A minimum number of calories are required to carry on the basic involuntary functions of the body. The rate at which the calories are required to carry on these functions is known as Basic Metabolic Rate of the individual and is commonly written as BMR. The BMR can be defined as the “energy expenditure of the organism in a state of complete mental and physical rest”. It can also be defined as the “rate at which a body is carrying on its overall cellular metabolism at basal conditions”. Basal conditions are described as the post absorption state (12 hrs. to 15 hrs. after meals), physically and mentally at rest in reclining position in bed, in a room with a temperature of 25°C and having comfortable humidity.
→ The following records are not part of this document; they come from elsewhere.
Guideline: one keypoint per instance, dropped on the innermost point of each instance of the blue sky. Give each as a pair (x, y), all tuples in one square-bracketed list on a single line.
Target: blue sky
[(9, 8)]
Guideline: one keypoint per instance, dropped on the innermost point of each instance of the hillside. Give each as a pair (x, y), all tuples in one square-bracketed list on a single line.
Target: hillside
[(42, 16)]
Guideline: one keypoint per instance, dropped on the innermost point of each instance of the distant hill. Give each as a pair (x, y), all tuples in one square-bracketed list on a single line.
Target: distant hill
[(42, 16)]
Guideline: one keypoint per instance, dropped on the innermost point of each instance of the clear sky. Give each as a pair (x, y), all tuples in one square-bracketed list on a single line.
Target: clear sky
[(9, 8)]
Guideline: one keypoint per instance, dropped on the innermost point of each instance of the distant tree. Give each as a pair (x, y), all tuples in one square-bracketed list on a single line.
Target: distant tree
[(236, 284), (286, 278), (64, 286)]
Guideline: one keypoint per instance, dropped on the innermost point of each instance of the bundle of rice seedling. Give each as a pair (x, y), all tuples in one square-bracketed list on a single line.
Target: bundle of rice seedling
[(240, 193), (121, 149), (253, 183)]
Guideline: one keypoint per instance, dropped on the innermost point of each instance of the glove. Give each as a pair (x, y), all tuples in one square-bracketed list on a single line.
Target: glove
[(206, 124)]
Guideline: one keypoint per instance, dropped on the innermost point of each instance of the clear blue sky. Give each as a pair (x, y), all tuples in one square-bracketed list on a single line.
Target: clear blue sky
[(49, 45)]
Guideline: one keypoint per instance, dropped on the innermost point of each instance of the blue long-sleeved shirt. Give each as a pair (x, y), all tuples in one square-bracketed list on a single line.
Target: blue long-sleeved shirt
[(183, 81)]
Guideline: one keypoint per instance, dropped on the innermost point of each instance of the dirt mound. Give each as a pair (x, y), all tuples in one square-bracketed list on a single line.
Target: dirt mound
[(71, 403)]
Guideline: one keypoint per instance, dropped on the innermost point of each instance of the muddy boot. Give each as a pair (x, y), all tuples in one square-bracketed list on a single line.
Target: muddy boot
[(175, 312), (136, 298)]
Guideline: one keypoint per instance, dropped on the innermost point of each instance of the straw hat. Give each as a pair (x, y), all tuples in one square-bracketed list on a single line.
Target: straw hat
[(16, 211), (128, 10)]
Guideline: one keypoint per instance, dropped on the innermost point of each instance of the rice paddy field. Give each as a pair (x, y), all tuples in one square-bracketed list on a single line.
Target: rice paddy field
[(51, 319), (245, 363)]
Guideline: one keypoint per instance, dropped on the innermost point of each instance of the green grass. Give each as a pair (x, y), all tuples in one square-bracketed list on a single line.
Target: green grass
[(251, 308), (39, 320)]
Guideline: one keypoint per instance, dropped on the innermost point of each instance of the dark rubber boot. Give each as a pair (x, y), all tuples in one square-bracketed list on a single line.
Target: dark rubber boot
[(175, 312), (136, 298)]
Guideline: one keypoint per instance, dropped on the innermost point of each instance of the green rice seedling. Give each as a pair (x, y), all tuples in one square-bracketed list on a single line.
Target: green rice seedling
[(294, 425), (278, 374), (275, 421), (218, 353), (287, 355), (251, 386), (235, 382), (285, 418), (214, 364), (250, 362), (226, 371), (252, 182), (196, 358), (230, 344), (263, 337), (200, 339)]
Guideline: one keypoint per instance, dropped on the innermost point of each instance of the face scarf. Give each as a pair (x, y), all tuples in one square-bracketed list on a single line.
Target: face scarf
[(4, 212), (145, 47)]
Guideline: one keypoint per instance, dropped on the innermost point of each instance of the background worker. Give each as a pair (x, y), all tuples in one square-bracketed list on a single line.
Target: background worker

The output of energy and consumption of oxygen by the living organism are dependent upon its muscular activity and other factors like the nature of food consumed, body temperature, emotional state of mind as well as age and sex variations. The BMR can be measured by direct and indirect methods (Spirometer readings).


Factors influencing BMR

The basal metabolic rate depends upon the body surface area and weight. In the case of a one year old baby weighing 10 kg having a surface area of 0.50 sq. m the surface area per unit body weight will be 0.05 sq m/kg while in the case of a 25-year old adult weighing 70 kg and having 1.8 sq. m surface area, the surface area per unit body weight will be 0.026 sq. m/kg (1.8 ÷70).

We, therefore, conclude that children have larger surface area per unit body weight. This accounts for a higher BMR in the case of children.

The BMR decreases as children grow older. Hence age is one of the factors affecting the basic requirements of calories. Boys are more vigorous than girls. The BMR in the case of males is higher than the females. In cold climates the BMR rises, while in warm weather the BMR goes down. During conditions of under nutrition and starvation, there is a general decline in the body activities that accounts for a lower BMR. The energy requirement increases when an individual has fever. Every degree of rise in temperature calls for a 12% increase in the BMR. Hormonal secretions affect the BMR of the individual. A person suffering from hypothyroidism has a lower BMR and is low and sluggish in his movements. A normal adult requires 1 calory of energy per kilogram of body weight each hour to carry on with the basic involuntary functions. The BMR of an adult weighing 50 kg will be 1×24×50=1200 calories.